Hypholoma tuberosum

Scientific classification
- Kingdom: Fungi
- Division: Basidiomycota
- Class: Agaricomycetes
- Order: Agaricales
- Family: Strophariaceae
- Genus: Hypholoma
- Species: H. tuberosum
- Binomial name: Hypholoma tuberosum Redhead & Kroeger

= Hypholoma tuberosum =

- Genus: Hypholoma
- Species: tuberosum
- Authority: Redhead & Kroeger

Hypholoma tuberosum is a species of mushroom in the family Strophariaceae. It is the only mushroom in the genus Hypholoma to grow from a sclerotium.

==Description==
The cap of Hypholoma tuberosum is orangish brown, and is convex or campanulate. It is 2–6 centimeters in diameter. The stipe is about 2–4 centimeters long aboveground, and about 48 millimeters wide.
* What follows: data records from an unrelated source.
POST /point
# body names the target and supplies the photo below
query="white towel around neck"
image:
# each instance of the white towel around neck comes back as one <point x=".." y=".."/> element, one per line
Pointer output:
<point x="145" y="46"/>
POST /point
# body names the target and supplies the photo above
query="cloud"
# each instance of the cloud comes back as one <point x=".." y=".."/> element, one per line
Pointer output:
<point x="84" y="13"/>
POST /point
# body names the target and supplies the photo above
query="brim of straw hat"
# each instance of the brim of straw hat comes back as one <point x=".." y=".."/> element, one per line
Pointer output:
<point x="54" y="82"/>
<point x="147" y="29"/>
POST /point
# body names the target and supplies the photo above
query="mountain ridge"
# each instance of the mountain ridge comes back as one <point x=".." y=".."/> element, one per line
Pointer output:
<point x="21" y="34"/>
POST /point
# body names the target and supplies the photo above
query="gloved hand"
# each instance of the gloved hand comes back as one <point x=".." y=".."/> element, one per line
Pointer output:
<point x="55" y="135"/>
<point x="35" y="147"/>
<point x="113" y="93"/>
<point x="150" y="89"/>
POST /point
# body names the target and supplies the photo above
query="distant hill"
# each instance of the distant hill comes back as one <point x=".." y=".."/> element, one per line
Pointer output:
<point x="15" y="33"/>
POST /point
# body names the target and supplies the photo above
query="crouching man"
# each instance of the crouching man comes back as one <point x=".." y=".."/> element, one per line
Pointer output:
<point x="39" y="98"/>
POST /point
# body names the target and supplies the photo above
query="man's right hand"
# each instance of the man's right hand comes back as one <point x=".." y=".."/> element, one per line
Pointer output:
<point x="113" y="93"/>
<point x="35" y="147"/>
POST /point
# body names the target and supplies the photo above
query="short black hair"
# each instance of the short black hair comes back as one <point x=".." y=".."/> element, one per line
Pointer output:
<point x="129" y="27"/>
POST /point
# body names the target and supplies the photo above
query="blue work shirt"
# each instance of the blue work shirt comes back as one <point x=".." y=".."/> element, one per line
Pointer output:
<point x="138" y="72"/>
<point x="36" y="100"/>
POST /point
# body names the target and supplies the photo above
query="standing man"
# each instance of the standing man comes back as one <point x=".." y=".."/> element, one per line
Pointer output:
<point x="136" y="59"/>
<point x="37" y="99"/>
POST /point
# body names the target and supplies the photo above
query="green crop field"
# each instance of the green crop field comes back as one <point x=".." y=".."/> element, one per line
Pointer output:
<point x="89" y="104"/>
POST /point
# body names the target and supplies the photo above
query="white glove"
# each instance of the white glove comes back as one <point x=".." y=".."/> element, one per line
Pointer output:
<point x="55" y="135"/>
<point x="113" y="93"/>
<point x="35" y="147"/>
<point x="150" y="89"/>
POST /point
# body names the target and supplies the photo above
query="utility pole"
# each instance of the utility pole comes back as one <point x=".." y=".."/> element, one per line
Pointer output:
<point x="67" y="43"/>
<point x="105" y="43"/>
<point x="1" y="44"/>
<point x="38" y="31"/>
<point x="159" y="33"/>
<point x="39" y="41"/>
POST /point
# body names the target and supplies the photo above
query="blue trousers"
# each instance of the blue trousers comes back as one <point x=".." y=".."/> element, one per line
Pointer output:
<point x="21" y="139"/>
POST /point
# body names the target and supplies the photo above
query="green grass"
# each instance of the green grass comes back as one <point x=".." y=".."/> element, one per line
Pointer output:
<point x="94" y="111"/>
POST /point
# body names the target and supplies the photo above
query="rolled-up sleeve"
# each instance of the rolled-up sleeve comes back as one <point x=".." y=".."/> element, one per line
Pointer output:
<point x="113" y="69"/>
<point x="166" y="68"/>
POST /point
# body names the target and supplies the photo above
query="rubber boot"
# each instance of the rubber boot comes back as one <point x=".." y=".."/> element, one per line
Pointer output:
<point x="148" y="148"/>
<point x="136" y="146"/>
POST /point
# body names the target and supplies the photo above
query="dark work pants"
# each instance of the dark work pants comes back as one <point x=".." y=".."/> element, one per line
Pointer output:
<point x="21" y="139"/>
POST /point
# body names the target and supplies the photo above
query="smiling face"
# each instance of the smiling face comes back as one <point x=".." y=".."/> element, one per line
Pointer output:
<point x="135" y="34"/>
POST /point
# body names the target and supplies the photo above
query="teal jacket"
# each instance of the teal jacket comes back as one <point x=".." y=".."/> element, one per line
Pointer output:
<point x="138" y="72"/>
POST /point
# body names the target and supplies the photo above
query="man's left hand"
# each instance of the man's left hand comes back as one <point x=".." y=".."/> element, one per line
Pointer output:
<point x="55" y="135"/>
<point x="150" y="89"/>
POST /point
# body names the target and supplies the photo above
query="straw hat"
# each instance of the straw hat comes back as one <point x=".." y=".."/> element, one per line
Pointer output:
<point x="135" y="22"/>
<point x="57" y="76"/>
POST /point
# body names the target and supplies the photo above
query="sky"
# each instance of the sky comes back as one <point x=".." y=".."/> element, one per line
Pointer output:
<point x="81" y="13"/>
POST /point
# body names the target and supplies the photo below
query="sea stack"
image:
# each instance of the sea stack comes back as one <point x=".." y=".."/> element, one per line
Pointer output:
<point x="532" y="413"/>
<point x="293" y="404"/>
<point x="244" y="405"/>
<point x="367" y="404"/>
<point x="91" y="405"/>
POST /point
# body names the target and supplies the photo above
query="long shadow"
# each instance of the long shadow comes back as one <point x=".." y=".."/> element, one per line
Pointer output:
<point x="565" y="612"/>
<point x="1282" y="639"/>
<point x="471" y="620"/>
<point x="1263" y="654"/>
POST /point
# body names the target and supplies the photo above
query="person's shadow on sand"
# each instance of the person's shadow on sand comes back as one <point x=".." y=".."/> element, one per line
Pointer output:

The gills are adnate and start out grayish, eventually becoming purplish black. The spore print is purplish brown, and the mushroom grows from an underground sclerotium.

===Similar species===
Agrocybe arvalis is similar to Hypholoma tuberosum, as it also grows on woodchips and has sclerotia, but its sclerotia are more round and the mushroom is lighter in color.

==Habitat and ecology==
Hypholoma tuberosum is saprophytic and grows on woodchips. It also grows in nutrient-rich soils, and is found in cities. It is found in China, parts of Europe, Japan, Australia, the United States, and British Colombia. In British Colombia, it is invasive, having been brought there on potted plants from Australia. It is thought to have originated in Australia.